I heard that the Savoy alone took in receipts a total of a million a year, about £3,000 a day.
Chambermaids keep their own tips individually. Ditto valets. Door-porters pool their tips.
Tale of the head of the Cloakroom; been there for ages; remembers people's faces, often without troubling as to their names. He took an overcoat from an old gentleman, and gave it back to him at the end without a word.
Guest:         How did you know that this is mine?
Employee:   I don't know, sir.
Guest:         Then why do you give it to me?
Employee:   Because you gave it to me, sir.

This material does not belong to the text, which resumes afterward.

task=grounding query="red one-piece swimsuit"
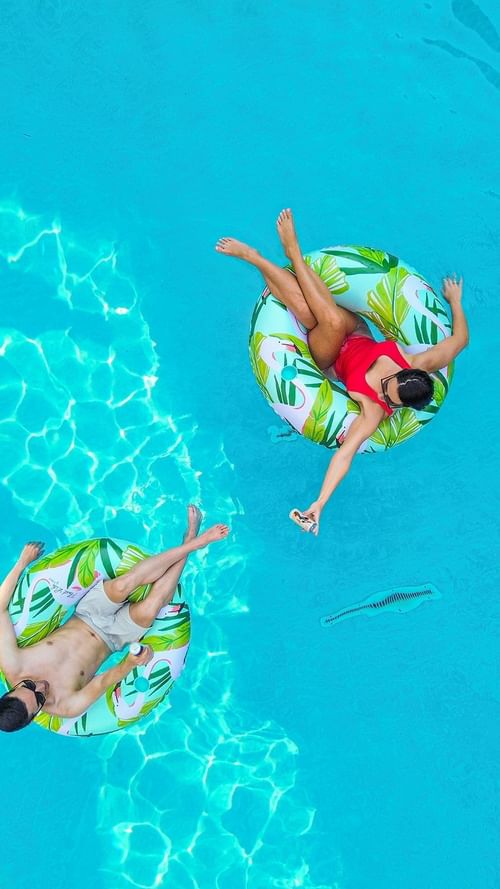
[333,334,411,417]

Kitchen. Head Chef under thirty. Worked his way up. Wore a natty little cravat without collar. Stores. Fish in tanks. The man who calls out the orders as they come down is called the aboyeur. I didn't see a great deal of special interest in the kitchens, except the patent washer-up.
Power Station. Artesian wells. geared turbines. Power for carpet-sweepers, pumping etc. The Power Station looks like the stoke-hold, rather, of the Lusitania. Run by oil now. Ventilated by vast draughts of cold air through trumpet-like things. water heaters for both.
Graph Office. (Capt. Jack) Graphs for various receipts. in summer receipts for rooms go up, and restaurant receipts go down. Londoners away in summer. Hence there are two publics. The travelling and the home publics - very distinct.
Audit Dept. every bill separately checked - but afterwards. Every query on them has to be cleared up.
Printing Office. All menus, cards, programmes, and large bills. In their spare time they do the hotel's commercial printing (such as order forms).
Repairs Dept. I didn't see this. But they plan all their big carpets down there. However, I saw througha window in the side street the room where 10 to 12 women repair the hotel linen every day.
Laundry. Clapham. I didn't see it. An Americam expert said it was undoubtedly the finest equipped laundry in the world.
Bedroom and suites. 6 guineas a day for double bed and sitting room, bath etc. 9 guineas for two bedrooms and sitting room. It pleases visitors best that the rooms should be if anything too warm when shown. Thornewill had given orders previous night that one suite should not be let, so that I might see it at my ease.

Friday, 1 February 2013

Approaching contentment

Monday , February 1st., London.

Today I took up my novel again, and after roughly scribbling 2,300 words in three hours, began actually to have a dim vision of some of the characters - at last. To "get way on", there is nothing like seizing the pen and writing something, anything about one's characters.
If I could spend every day as I have spent today, happiness would be almost within grasp. A couple of hours editorial work in the office in the morning. After dinner I read myself to sleep with d'Annunzio's "Annales d'Anne", and when I awoke I went to pay some money into the bank. Then I schemed out in my head the next chapter of my novel.
Before tea, Mrs. Sharpe came upstairs for a talk, a talk which continued until sometime after tea was over.
From six to nine I worked fairly easily at my novel, drafting 2,300 words - a complete chapter. After supper, I opened a new copy of Arnold's "Essays in Criticism" (Second series) and read the essay on Tolstoy.
I shall read myself to sleep (for the second time today) with Maria Edgeworth's "Belinda". In spite of the laziest liver in the world, I am well nigh content with myself tonight.